Dietary calcium, phosphorus, and vitamin D work together to strengthen and repair teeth’ enamel. Milk also has a protein called casein that supports tooth decay prevention and protection of enamel. Milk naturally contains sugar, but it isn’t likely to lead to tooth decay for individuals with milk allergies or lactose intolerance.

Green or White Tea

Green and white teas are among the healthiest types of tea for your teeth, with antioxidants that help fight cavity-causing bacteria and reduce inflammation in your gums. Black tea leaves contribute to stains that can happen to your teeth over time.

Tap Water

Tap water is a cavity-fighting machine. Tap water is also good at cleaning your teeth and reducing the acid produced by bacteria in your mouth. Most tap water also contains fluoride, which helps strengthen your enamel, making it less likely for tooth decay to occur.

The Worst:

Soda

Sugary drinks, like Coca-Cola, are bad for your teeth because they’re high in sugar and have a strongly acidic pH. The color of dark sodas like Coke is also detrimental to teeth because it stains the teeth yellow.

Wine

In most scenarios, red wine will stain your teeth and white wine is more acidic and negatively impacts your enamel. There are ways to reduce the negative effects, though. Cheese can be used as a protective coating for your teeth when you’re drinking it.

Fruit Juice

Fruit juice is mostly made of water, yet it is often considered very acidic for its contents. Generally, fruit juice contains a lot of vitamins in it.
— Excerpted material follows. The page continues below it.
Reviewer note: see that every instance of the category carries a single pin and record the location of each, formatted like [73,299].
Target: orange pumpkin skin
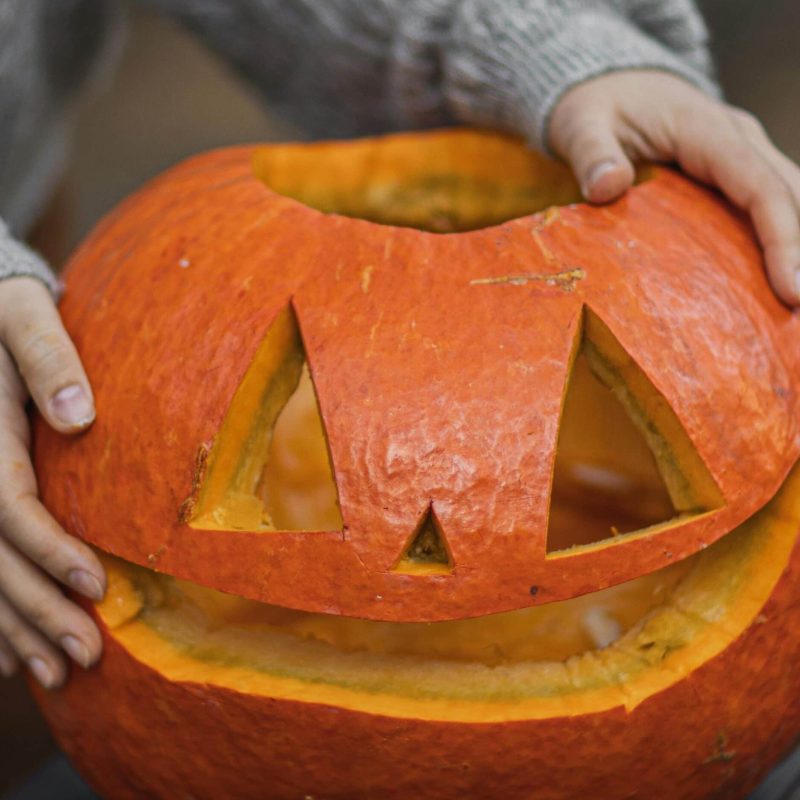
[713,734]
[168,302]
Carbonated, citrus-based, and cranberry fruit juices are the most acidic to drink. If you’re still trying to squeeze some juice, dilute it by adding a splash of water or drinking through a straw

Fruit Punch

With all the shortcomings of juice, fruit punch is no replacement. It’s full of sugar and high fructose corn syrup and it can cause cavities as well. Fruit punches are also more acidic than real fruit juice, so if you drink too much, they can damage your enamel.

Sports and Energy Drinks

Though sports drinks are good for rehydrating and providing electrolytes, they’re actually bad for your teeth. Sports drinks, packed with sugar, are quite acidic and can destroy the enamel on your teeth, leaving them prone to decay.

You don’t need to stop drinking the beverages that you enjoy, but it’s wise to be aware of the consequences of these drinks on your teeth. It is wise to keep an eye on what these drinks can do to your teeth. And while you will have positive benefits from both mixed and distilled alcoholic beverages, water should be consumed often and without feeling thirsty.